Market Data Myths versus Truths

By Kelvin To, Founder and President, Data Boiler Technologies

The Securities and Exchange Commission (SEC) has the best intentions to overhaul market data infrastructure, however what they said versus what they did may contain more myths than truths. Some constituents are aggressively pursuing their own short-sighted agendas. For the sake of the overall goodness of our industry, let’s decipher these myths and add necessary knowledge to discern essential truths in improving our National Market System (NMS).
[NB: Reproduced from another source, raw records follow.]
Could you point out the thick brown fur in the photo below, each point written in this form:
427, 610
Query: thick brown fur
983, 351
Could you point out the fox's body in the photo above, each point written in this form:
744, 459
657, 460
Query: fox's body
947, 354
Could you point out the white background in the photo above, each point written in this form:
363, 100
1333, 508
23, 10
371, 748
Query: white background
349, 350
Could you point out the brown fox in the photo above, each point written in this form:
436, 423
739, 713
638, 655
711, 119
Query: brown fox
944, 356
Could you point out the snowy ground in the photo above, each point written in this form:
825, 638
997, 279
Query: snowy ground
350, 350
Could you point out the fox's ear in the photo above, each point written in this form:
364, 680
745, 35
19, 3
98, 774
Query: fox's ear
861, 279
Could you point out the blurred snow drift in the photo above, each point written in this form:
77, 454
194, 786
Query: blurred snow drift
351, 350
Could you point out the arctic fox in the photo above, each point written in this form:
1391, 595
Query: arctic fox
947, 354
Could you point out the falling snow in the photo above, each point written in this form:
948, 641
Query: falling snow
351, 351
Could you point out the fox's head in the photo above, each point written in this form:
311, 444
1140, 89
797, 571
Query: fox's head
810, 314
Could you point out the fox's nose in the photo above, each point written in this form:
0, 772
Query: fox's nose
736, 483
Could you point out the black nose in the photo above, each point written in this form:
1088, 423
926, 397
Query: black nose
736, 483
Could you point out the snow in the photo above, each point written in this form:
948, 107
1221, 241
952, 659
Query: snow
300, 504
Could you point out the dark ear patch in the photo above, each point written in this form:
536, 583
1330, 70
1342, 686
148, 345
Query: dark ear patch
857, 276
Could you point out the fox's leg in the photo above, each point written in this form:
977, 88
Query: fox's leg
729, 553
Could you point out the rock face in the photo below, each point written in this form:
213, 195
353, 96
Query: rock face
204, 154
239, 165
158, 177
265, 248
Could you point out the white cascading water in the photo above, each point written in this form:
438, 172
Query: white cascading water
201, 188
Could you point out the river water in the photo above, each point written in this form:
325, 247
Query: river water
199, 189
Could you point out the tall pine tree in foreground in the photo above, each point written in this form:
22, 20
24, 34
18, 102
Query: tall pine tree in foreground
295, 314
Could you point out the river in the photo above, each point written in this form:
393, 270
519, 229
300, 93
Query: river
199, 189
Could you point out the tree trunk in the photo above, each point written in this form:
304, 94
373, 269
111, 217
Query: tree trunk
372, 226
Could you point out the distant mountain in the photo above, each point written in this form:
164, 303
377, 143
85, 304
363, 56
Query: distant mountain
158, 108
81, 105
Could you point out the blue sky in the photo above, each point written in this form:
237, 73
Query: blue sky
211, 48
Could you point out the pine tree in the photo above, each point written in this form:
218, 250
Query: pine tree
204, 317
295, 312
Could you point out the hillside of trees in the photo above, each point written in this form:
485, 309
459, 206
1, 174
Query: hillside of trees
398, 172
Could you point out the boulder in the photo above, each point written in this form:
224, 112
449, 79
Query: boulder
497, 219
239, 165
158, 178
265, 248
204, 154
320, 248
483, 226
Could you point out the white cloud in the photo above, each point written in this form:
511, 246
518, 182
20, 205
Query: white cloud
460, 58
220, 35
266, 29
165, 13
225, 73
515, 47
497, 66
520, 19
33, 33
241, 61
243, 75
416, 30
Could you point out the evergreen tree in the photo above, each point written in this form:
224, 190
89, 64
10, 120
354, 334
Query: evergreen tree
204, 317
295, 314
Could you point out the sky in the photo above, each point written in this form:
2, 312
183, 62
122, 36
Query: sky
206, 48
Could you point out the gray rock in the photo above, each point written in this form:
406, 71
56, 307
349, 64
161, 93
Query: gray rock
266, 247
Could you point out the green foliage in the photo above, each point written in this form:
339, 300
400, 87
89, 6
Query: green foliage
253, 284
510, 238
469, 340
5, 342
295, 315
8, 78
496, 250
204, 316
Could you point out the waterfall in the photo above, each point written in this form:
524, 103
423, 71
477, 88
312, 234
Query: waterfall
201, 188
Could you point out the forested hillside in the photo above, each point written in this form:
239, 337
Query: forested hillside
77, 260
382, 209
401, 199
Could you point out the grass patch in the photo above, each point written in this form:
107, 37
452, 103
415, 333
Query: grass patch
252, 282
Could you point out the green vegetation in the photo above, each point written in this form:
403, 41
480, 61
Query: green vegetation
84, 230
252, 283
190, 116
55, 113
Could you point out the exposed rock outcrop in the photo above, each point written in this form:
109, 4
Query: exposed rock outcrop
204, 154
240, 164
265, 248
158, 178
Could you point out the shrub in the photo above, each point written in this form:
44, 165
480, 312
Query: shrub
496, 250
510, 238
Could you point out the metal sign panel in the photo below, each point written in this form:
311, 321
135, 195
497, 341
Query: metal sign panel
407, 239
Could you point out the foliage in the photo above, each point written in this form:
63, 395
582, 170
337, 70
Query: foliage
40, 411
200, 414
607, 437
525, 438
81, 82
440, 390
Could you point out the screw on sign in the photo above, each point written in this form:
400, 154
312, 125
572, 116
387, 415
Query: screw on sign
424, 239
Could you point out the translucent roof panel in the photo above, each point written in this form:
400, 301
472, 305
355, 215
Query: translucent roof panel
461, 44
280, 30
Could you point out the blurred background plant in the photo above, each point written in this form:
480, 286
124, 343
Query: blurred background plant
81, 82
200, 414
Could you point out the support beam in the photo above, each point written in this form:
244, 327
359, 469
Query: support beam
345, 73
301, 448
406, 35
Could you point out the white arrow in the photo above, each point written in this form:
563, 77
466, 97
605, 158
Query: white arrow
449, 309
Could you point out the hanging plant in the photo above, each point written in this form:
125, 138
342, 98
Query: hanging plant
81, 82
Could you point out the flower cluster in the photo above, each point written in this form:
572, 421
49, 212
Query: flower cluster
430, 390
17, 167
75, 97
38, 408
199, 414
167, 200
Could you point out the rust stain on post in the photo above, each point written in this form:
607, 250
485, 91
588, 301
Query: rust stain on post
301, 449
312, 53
 Competing Decentralized Consolidation Model (DCM) is impractical 

As a quick recap, the SEC tried to solicit buy-in to DCM since February 2020. The proposal is merely based on 10G speed, while NYSE is allowed to implement 100G connections for their proprietary feed since April 2020. This makes the SEC’s proposal fundamentally flawed in its assumptions. The proposal of “same manner and methods” is merely a standard price list offered by Exchanges. It is not the equivalent to Latency Equalization, nor can it achieve the same results as Market data available Securely in Synchronized time. “Same format” hurts average investors and gives High Frequency Trading firms (HFTs) a permanent advantage where one can only attempt to match faster connectivity by altering data format and compression methods. DCM, transaction cost analyzers and other BestEx tools are indeed added layers of costs and/or barriers for average market participants.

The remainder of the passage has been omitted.